I need to output percentages in SAS v9.4 that fall above a certain threshold from two categorical variables in a dataset - state and year. I first produced the following table that has all of the data:
proc freq data=example;
tables statefip * yr/ nopercent nocol norow missing out=test;
run;
Now I would like to calculate a percentage from year to year by state. There will be 10 years worth of data. For example, ratio1 = (Count of statefip variable from 2013)/(Count of statefip variable from 2012). If ratio1 is greater than a threshold (e.g., 80%), I would keep the data. If not, it would be coded as "missing".
Is that possible to do in SAS?
In addition, is there a way to do this in a macro?

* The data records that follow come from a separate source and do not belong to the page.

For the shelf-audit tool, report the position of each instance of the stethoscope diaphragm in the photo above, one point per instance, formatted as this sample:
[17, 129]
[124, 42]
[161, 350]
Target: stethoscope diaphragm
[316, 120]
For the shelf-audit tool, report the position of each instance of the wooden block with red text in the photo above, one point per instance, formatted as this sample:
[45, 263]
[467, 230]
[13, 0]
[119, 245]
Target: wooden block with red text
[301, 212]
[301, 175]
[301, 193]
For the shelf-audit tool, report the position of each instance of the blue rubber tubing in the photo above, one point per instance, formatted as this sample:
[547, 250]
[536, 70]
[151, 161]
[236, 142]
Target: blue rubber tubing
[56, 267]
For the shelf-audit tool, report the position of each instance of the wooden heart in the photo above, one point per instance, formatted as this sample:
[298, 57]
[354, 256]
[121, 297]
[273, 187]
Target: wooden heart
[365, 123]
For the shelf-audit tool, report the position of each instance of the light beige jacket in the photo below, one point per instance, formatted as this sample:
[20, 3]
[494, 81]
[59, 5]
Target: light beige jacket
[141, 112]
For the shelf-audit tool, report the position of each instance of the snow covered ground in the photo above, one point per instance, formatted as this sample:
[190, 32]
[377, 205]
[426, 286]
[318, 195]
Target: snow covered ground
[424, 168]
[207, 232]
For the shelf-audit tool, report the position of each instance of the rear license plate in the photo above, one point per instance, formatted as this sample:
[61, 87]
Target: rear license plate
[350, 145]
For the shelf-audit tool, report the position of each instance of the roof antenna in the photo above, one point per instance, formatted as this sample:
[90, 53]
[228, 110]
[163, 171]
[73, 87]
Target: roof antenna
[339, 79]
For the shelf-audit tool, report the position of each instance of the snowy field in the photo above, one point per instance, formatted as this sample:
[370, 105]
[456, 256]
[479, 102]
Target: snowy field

Any suggestions is greatly appreciated!
Not sure if this solves your problem, but here's some code that dynamically divides all present years based on your previously stated criteria.
data have;
infile cards missover;
length state $ 100 _2012 _2013 _2014 _2015 8.;
input state _2012 _2013 _2014 _2015;
cards;
Alabama 9653 10264 9557 11152
Alaska 6273 6476 6423 6576
Arizona 24199 21635 22835 20865
;
run;
PROC SQL;
CREATE TABLE ALLYEARS AS
SELECT MONOTONIC() AS ROWID, * FROM DICTIONARY.COLUMNS WHERE MEMNAME = 'HAVE' AND NAME LIKE '%20%';
QUIT;
PROC SQL;
SELECT TRIM(ALLYEARS.NAME) INTO: ALLNAMES SEPARATED BY "," FROM ALLYEARS ;
QUIT;
PROC SQL;
SELECT TRIM(ALLYEARS.NAME)||"/"||TRIM(ALLYEARS2.NAME)||" AS "||TRIM(ALLYEARS.NAME)||"_"||TRIM(ALLYEARS2.NAME)||" "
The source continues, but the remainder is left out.